It is commonplace in construction projects for a contractor to require its subcontractors to purchase liability insurance that protects against certain claims and that includes the contractor as an additional insured. The problem is that many times the policy that the subcontractor purchases does not on its face meet the requirements set forth in the written agreement between the contractor and subcontractor. For example, the construction agreement may require liability insurance with higher limits of liability than that actually provided by the subcontractor’s policy, or it may require coverage for completed operations but the actual policy fails to do so.
In these situations, can a contractor argue that the subcontractor’s liability policy should be read to provide the coverage required by the agreement between the contractor and subcontractor?

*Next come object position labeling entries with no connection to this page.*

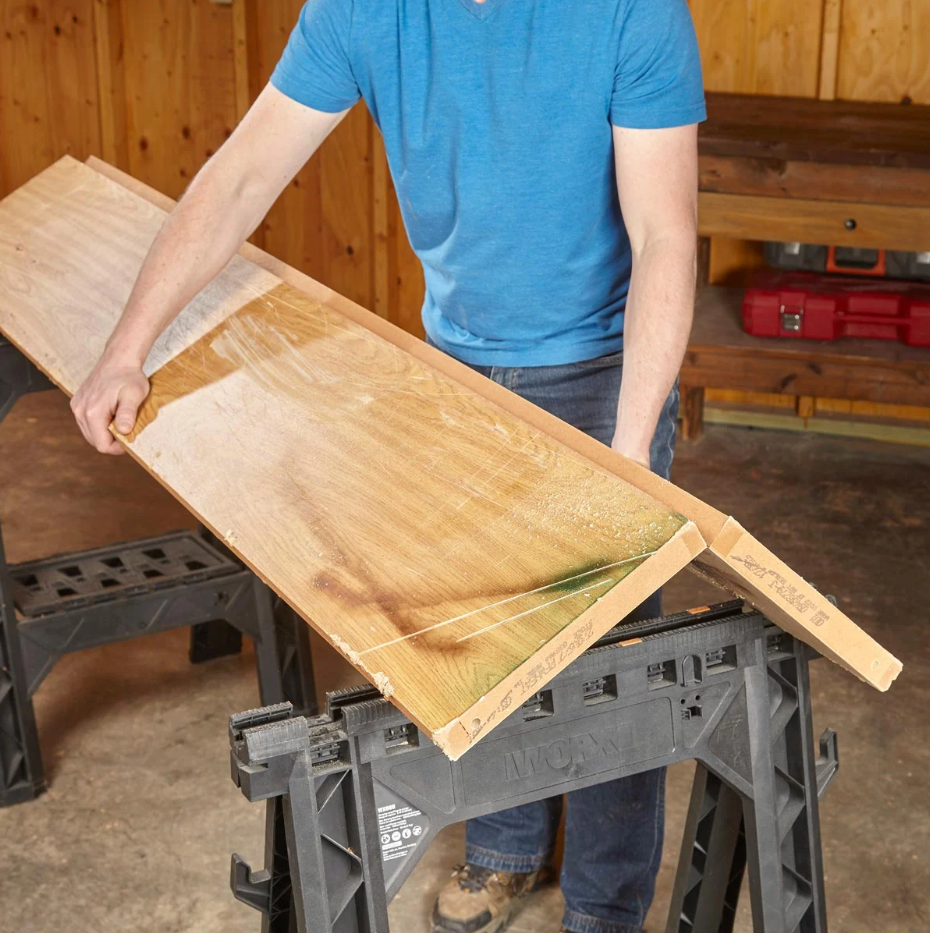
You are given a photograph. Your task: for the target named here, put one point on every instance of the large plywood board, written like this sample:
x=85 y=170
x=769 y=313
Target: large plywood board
x=456 y=553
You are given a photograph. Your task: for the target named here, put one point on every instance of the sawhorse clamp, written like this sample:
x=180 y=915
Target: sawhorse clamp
x=355 y=796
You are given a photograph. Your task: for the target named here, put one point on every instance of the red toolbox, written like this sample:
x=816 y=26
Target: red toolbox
x=801 y=304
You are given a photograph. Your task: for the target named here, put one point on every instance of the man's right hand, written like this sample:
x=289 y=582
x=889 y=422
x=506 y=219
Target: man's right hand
x=112 y=392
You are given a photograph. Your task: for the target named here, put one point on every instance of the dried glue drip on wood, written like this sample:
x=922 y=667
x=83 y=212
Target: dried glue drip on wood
x=381 y=681
x=346 y=649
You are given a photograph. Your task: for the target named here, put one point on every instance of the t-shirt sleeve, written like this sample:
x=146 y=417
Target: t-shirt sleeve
x=316 y=68
x=657 y=80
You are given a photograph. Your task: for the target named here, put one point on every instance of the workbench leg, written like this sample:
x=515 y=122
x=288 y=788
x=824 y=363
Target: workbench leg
x=22 y=776
x=692 y=412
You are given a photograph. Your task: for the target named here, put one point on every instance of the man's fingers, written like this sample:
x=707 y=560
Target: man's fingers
x=127 y=408
x=96 y=428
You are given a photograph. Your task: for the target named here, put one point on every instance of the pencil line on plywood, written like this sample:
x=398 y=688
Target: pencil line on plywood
x=526 y=612
x=509 y=599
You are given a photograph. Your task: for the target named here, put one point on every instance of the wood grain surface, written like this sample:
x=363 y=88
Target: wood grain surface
x=456 y=554
x=794 y=128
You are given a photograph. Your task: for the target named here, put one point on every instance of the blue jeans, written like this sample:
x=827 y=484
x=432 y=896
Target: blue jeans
x=613 y=831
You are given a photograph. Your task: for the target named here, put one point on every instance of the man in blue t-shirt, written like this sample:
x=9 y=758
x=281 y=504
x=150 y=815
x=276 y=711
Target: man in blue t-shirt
x=544 y=157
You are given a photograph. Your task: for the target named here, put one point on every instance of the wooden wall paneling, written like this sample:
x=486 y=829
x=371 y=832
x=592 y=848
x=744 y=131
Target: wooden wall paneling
x=830 y=49
x=756 y=47
x=759 y=46
x=324 y=222
x=346 y=169
x=885 y=50
x=111 y=80
x=246 y=32
x=382 y=191
x=406 y=274
x=180 y=87
x=48 y=86
x=292 y=229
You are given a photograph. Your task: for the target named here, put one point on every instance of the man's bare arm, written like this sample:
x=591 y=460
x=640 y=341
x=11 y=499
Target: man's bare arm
x=219 y=211
x=657 y=184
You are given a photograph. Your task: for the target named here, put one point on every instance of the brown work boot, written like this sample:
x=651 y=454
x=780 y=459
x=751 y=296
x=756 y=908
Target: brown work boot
x=479 y=900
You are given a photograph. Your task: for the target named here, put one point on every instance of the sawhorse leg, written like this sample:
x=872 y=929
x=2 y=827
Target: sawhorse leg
x=22 y=776
x=774 y=830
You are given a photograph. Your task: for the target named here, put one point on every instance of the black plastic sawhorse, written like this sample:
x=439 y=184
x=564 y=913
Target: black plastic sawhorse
x=355 y=796
x=81 y=600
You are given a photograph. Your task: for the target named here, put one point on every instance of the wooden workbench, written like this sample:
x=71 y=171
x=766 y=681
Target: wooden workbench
x=823 y=172
x=721 y=355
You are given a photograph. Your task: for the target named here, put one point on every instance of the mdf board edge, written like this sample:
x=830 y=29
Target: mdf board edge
x=740 y=563
x=464 y=731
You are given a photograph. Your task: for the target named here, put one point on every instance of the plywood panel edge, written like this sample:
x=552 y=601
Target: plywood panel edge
x=713 y=528
x=708 y=520
x=456 y=737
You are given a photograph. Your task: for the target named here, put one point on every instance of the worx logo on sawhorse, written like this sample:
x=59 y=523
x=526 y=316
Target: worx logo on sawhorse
x=356 y=796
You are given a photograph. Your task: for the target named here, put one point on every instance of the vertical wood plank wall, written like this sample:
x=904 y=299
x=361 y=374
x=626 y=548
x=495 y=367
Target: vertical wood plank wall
x=155 y=86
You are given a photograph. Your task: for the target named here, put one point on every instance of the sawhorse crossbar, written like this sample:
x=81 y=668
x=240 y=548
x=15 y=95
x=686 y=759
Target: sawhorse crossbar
x=355 y=796
x=69 y=602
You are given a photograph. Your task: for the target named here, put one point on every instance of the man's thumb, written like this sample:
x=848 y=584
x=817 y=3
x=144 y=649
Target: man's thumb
x=126 y=409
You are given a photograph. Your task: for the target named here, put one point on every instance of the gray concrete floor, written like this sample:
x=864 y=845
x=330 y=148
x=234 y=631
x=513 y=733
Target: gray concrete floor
x=137 y=827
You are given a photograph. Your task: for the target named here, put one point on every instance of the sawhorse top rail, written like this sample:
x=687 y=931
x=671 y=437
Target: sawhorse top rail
x=355 y=796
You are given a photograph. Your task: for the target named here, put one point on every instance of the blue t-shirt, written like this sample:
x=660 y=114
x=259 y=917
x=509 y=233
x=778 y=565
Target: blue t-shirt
x=496 y=120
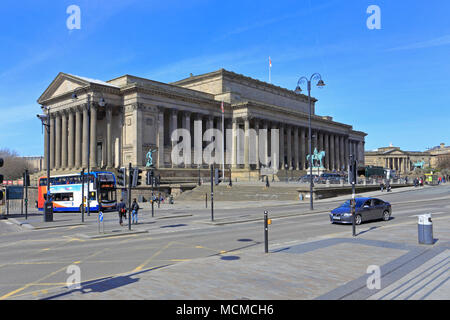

In its recent opinion in Vivify Construction, LLC v. Nautilus Insurance Co., 2017 IL App (1st) 170192, the Illinois Appellate Court, First District, fairly clearly said, “No,” at least when the insurance policy language is unambiguous.
Vivify questioned whether the subcontractor’s liability carrier had to provide the contractor with coverage against a bodily injury suit brought by the subcontractor’s employee. The subcontractor had agreed in the construction agreement to purchase commercial general liability coverage that made the contractor an “additional insured…for claims caused in whole or in part by [subcontractor’s] negligent acts or omissions during [subcontractor’s] operations.” The subcontractor’s liability policy provided blanket additional insured coverage that made “any person or organization” an additional insured when the named insured subcontractor “agreed in writing in a contract…that such person or organization be added as an additional insured.” The policy stated that such person or organization is an additional insured “only with respect to liability for ‘bodily injury’…caused, in whole or part, by your acts or omissions, or the acts or omissions of those acting on your behalf.”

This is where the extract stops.